Il ricordo di Maria Chindamo è sempre forte nella mente delle persone che l’hanno amata, vissuta, apprezzata. E dal 2017, ogni anno, il 6 maggio, ci si riunisce in contrada Montalto, nel Comune di Limbadi, all’entrata della sua azienda agricola, luogo in cui si persero le tracce. Nessun corpo mai ritrovato, nessuna certezza sulle modalità della sua sorte, solo dolore e rabbia. Quelli dei familiari dell’imprenditrice originaria di Laureana di Borrello: la madre, il fratello Vincenzo e i figli, animati dallo spirito, incrollabile, di avere giustizia, di conoscere e vedere condannati i responsabili della sua scomparsa.
Una ferita ancora aperta
Una ferita ancora aperta
Una lupara bianca che è una ferita ancora tanto aperta, insopportabile da vivere. E questa mattina, a fianco ai congiunti di Maria Chidamo, anche tanti giovani alla manifestazione indetta da Libera. E ancora, la presenza istituzionale della vicepresidente della Regione, Giusy Princi, del vescovo Attilio Nostro, del sindaco di Limbadi, Pantaleone Mercuri, del consigliere regionale del Pd, Raffaele Mammoliti, e delle vittime di mafia come ad esempio Carmine Zappia, ma anche i Vinci-Scarpulla, genitori di Matteo Vinci, fatto saltare in aria poco distante da contrada Montalto.

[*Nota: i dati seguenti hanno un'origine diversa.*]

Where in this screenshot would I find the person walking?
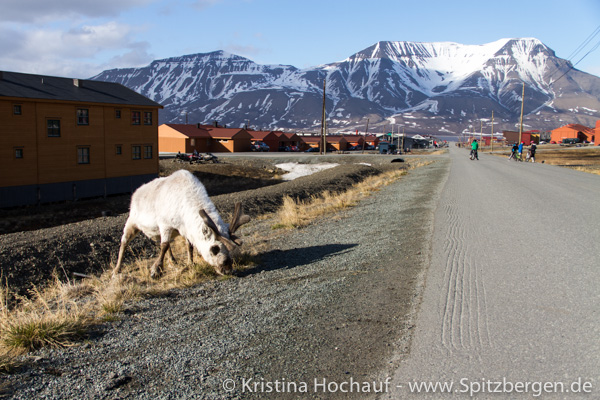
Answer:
[508,143,519,160]
[471,139,479,161]
[529,140,537,162]
[519,142,524,161]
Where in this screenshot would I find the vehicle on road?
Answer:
[250,140,271,151]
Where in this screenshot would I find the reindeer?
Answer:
[113,170,250,279]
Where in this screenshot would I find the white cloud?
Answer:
[193,0,223,10]
[0,21,152,78]
[0,0,156,23]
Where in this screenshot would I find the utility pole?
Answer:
[490,110,494,153]
[518,82,525,144]
[479,119,483,146]
[402,127,404,151]
[362,118,369,154]
[320,78,327,154]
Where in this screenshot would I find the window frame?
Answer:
[76,108,90,126]
[131,110,142,126]
[46,117,60,137]
[144,111,152,126]
[143,144,154,160]
[131,144,142,160]
[77,146,91,165]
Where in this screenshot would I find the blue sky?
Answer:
[0,0,600,78]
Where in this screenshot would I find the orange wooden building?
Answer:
[0,71,162,207]
[158,124,252,153]
[550,124,598,143]
[248,130,279,152]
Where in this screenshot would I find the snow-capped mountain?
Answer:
[92,38,600,134]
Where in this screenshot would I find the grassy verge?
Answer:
[271,160,431,229]
[0,238,255,373]
[0,156,430,373]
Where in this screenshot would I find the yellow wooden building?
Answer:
[0,71,162,207]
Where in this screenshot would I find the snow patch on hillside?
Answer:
[275,163,339,181]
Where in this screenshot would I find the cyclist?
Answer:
[508,143,519,160]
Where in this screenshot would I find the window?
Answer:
[77,108,90,125]
[77,147,90,164]
[131,111,141,125]
[46,119,60,137]
[131,146,142,160]
[144,146,152,158]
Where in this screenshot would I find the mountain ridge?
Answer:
[91,38,600,135]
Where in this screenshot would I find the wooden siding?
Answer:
[0,98,158,187]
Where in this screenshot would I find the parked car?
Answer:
[250,140,271,151]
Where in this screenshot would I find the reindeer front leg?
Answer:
[150,229,175,279]
[150,242,171,279]
[186,239,194,265]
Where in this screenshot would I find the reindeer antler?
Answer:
[229,202,250,246]
[229,202,250,236]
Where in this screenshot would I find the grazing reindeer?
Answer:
[113,170,250,278]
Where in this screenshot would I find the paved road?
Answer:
[383,148,600,399]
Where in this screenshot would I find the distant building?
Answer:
[502,130,540,146]
[0,71,162,207]
[550,123,598,143]
[248,130,279,152]
[158,124,252,153]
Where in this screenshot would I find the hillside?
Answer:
[92,38,600,134]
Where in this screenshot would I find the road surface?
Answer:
[382,147,600,399]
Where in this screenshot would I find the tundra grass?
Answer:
[271,160,432,229]
[0,161,429,360]
[0,241,255,360]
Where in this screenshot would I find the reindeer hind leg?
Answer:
[113,223,140,276]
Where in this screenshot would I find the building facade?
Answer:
[0,71,162,207]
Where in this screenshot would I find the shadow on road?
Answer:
[237,244,358,277]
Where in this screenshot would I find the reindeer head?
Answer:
[198,203,250,275]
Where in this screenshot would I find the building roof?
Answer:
[207,128,252,139]
[161,124,211,138]
[248,130,277,140]
[0,71,162,108]
[558,124,594,133]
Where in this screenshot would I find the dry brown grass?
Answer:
[0,239,255,364]
[0,159,431,366]
[272,159,432,229]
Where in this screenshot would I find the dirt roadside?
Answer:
[0,155,402,294]
[4,155,448,399]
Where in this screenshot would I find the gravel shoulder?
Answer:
[2,154,449,399]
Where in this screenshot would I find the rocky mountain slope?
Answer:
[92,38,600,135]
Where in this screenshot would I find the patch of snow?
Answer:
[275,163,339,181]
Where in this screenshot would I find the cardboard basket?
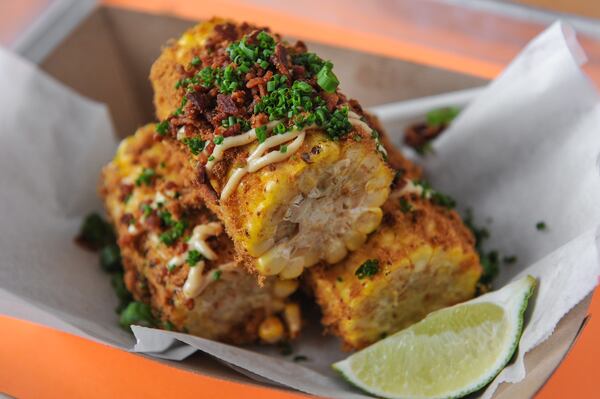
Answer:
[29,7,591,398]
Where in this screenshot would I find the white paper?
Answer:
[0,24,600,398]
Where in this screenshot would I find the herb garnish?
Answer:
[159,220,187,246]
[354,259,379,280]
[119,301,156,330]
[425,107,460,127]
[254,126,267,143]
[182,137,206,155]
[155,120,169,136]
[135,168,156,186]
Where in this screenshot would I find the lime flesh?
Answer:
[333,276,535,399]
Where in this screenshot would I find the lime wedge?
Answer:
[333,276,536,399]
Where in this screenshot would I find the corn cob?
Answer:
[150,20,393,279]
[100,125,301,344]
[307,180,481,349]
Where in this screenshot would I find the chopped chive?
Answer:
[317,63,340,93]
[135,168,156,186]
[156,120,169,136]
[254,126,267,143]
[354,259,379,280]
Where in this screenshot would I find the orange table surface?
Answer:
[0,0,600,399]
[0,292,600,399]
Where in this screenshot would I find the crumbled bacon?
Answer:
[120,213,133,224]
[271,43,290,77]
[187,91,211,113]
[217,94,238,115]
[321,93,339,112]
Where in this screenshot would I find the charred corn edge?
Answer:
[258,316,285,344]
[242,132,341,257]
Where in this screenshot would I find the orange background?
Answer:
[0,0,600,399]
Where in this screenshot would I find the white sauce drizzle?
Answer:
[206,111,387,200]
[216,125,314,200]
[206,121,280,171]
[167,222,223,298]
[183,261,238,298]
[348,111,387,156]
[177,126,185,140]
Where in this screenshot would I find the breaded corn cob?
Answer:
[150,20,393,279]
[307,180,481,349]
[100,125,301,344]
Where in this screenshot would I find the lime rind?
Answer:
[332,275,536,399]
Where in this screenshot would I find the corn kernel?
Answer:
[273,280,298,298]
[258,316,283,344]
[283,303,302,338]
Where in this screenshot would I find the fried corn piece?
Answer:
[100,125,301,344]
[307,180,482,349]
[150,20,394,279]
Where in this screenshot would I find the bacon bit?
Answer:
[120,213,133,225]
[217,94,238,115]
[196,161,206,184]
[187,91,211,113]
[251,112,269,127]
[381,212,396,226]
[300,152,313,163]
[144,211,161,229]
[160,267,169,282]
[246,77,264,89]
[231,90,246,105]
[165,180,177,190]
[223,123,242,137]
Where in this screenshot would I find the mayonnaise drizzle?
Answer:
[206,121,280,170]
[221,125,314,200]
[167,222,227,298]
[348,111,387,156]
[183,261,238,298]
[206,111,387,200]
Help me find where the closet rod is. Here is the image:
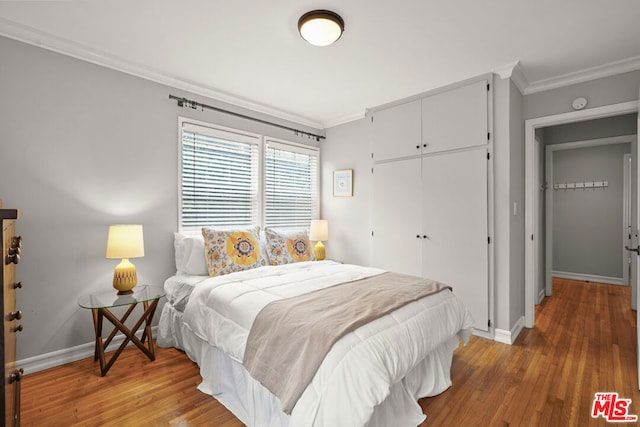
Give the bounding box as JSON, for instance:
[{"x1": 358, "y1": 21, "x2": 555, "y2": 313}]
[{"x1": 169, "y1": 94, "x2": 326, "y2": 142}]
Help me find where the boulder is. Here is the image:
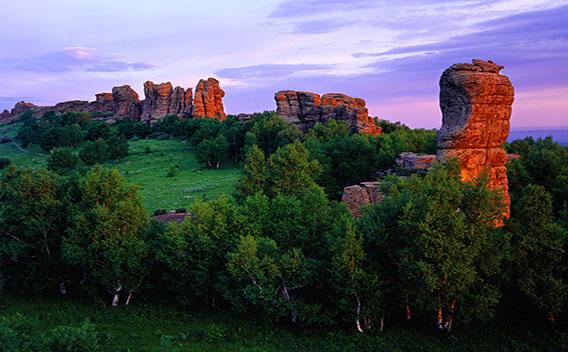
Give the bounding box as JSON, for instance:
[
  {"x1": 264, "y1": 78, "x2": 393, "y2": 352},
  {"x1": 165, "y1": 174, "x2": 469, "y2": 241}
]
[
  {"x1": 437, "y1": 60, "x2": 514, "y2": 217},
  {"x1": 341, "y1": 182, "x2": 383, "y2": 217},
  {"x1": 112, "y1": 85, "x2": 141, "y2": 120},
  {"x1": 274, "y1": 90, "x2": 381, "y2": 135},
  {"x1": 395, "y1": 152, "x2": 436, "y2": 170},
  {"x1": 191, "y1": 78, "x2": 227, "y2": 121}
]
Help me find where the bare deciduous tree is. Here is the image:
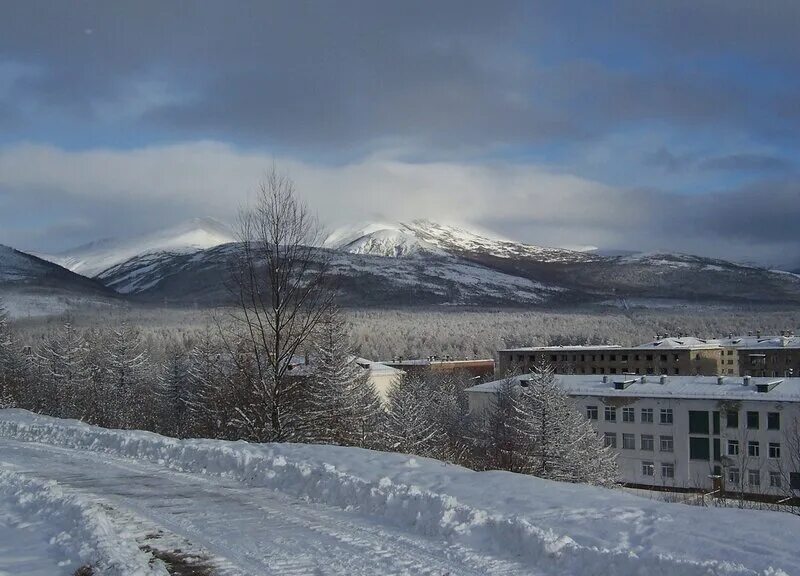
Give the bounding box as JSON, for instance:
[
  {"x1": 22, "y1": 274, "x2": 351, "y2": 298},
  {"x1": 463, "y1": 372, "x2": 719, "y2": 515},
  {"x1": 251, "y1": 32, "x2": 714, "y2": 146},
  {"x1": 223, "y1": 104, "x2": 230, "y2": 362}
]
[{"x1": 225, "y1": 169, "x2": 335, "y2": 441}]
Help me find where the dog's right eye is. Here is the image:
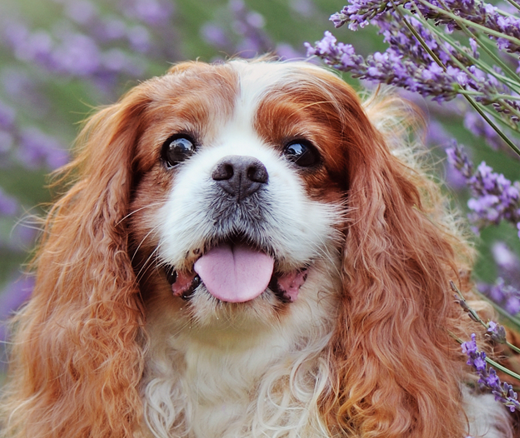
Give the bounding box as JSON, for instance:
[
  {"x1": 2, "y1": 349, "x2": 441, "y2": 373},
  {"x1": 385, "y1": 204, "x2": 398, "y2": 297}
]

Il ricordo commosso del fratello
Toccanti le parole di Vincenzo Chindamo che ha ricordato il coraggio dell’amata sorella sottolineando come la sua figura sia ancora nei cuori delle persone perbene e aggiungendo che non smetterà mai di lottare per arrivare alla verità. Il coordinatore provinciale di Libera, Giuseppe Borrello, ha posto l’accento, tra le altre cose, sull’importanza dei collaboratori di giustizia a svelare quanto conoscano sulla vicenda e invitato la popolazione ad avere un cambio di passo nel nome della legalità, accogliendo il reiterato appello lanciato dal procuratore Camillo Falvo e dalle forze dell’ordine, presenti tra l’altro stamani all’evento. (f.p.)